The Lila of Awareness
- Salana Adhikari
- Sep 25, 2025
- 3 min read
Updated: Sep 28, 2025
Awakening Through Lila
This week, as I deepen my self-awareness, the concepts of Lila, cosmic play, and existential creativity have stirred something ancient yet vibrant within me. Lila, a term from my Hindu ancestry, has always been present in my life. Elders often described suffering as the Lila of Krishna, Shiva, or Shakti, depending on their divine connection. It was framed as surrender—seeing life not as punishment or chaos, but as divine choreography. Revisiting these ideas in my spiritual journey, I found a deeper resonance: the notion that our joys, struggles, and questions are the goddess playing through us, as us.
I realized: the goddess is in our human form, experiencing the intricate web of life in the Anthropocene. I am not here to become divine; I am here simply to be me, letting all experiences flow in existential creativity. This validation opens one to the truth of Satchidananda- existence, consciousness, bliss. Awareness of being is bliss. It is not something to chase, but something to remember.

Practicing Presence
Throughout the week, I carried this awareness. I noticed my emotions, my inner chatter, the small choices that normally felt tight and hurried now held more space.
Do I need to repeat myself? Do I need to react? Can I allow things to unfold without grasping or trying to control them?
Even conflicts around me began to feel like reflections of my own collective disconnection from inner presence. I wondered: can I stay in this state amidst the swirl of motherhood, relationships, family, aspirations, and study? Perhaps even my complaints about distraction were part of the Lila itself.
Questions danced through me like playful deities:
If all is Lila, it is a game. What are the rules then? When did we agree to the rules?
Am I playing with others, or only with myself?
If everyone is part of me, and I am part of everyone, what is the purpose of this game?

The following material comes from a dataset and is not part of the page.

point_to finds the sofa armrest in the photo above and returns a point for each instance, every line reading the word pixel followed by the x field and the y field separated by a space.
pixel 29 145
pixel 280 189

As Dr. Francesca reminded me through her book 'The Art of Being Posthuman: Who are we in the 21st Century?', there is no purpose to creativity beyond the manifestation of creativity itself. Maybe that’s enough. Maybe the process is the anchor, enabling us to touch bliss in awareness.
No Judges in the Game
I asked myself, 'How am I coloring this creation?' What values, what art, what energy am I offering?
Then the judgments came: Am I doing enough? Am I enough? And I had to remind myself: there are no judges in the game. Who told me otherwise? We are not judged while we are growing. The harshness I direct inward only veils the flow of creation. Additionally, I have the power to reject external projections of judgment as needed.
Moments of clarity gave way to confusion, then to silence. In that silence, inner stillness, my gaze softened, my thoughts quieted, and I felt no need to speak. Just presence. Just gratitude.
Even amidst all the activities, sounds, projections, news, relationships, and responsibilities around me, there was peace. There was grace.
The Sacredness of Awareness
This practice feels sacred. At times selfish, but in the most honest and healing way. My self-judgment is still alive but quieter; the most beautiful part is that I am aware of it. Awareness itself has become a portal for new creation through the power to choose thoughts, feelings, intentions, reactions, and actions.
And in that space, I discovered: true responsibility does not arise from duty, but from awareness. When we are present, we naturally become caretakers of our words, emotions, and impact, not out of obligation, but out of love.
Grief has been a teacher in this journey; now, I see how natural steps towards Women's Spiritual and Ecological awareness were already part of Lila, part of the healing choreography. Even my perceptions of others softened. No harsh judgments, just curiosity: How has my thinking shaped my world? How have I allowed or resisted connection?
Returning Again and Again
Each moment, I can return to this question: What is the Lila of this moment?
What do I want to create? What do I choose not to energize?
This space I’ve carved feels real, graceful, sacred. It is not about wanting anymore; it is about knowing. Knowing that presence is always here, and being is simply the act of returning to it, again and again.
With love and light, Happy Navaratri. May Mother Divine bless you with awareness of being. Salana Aura.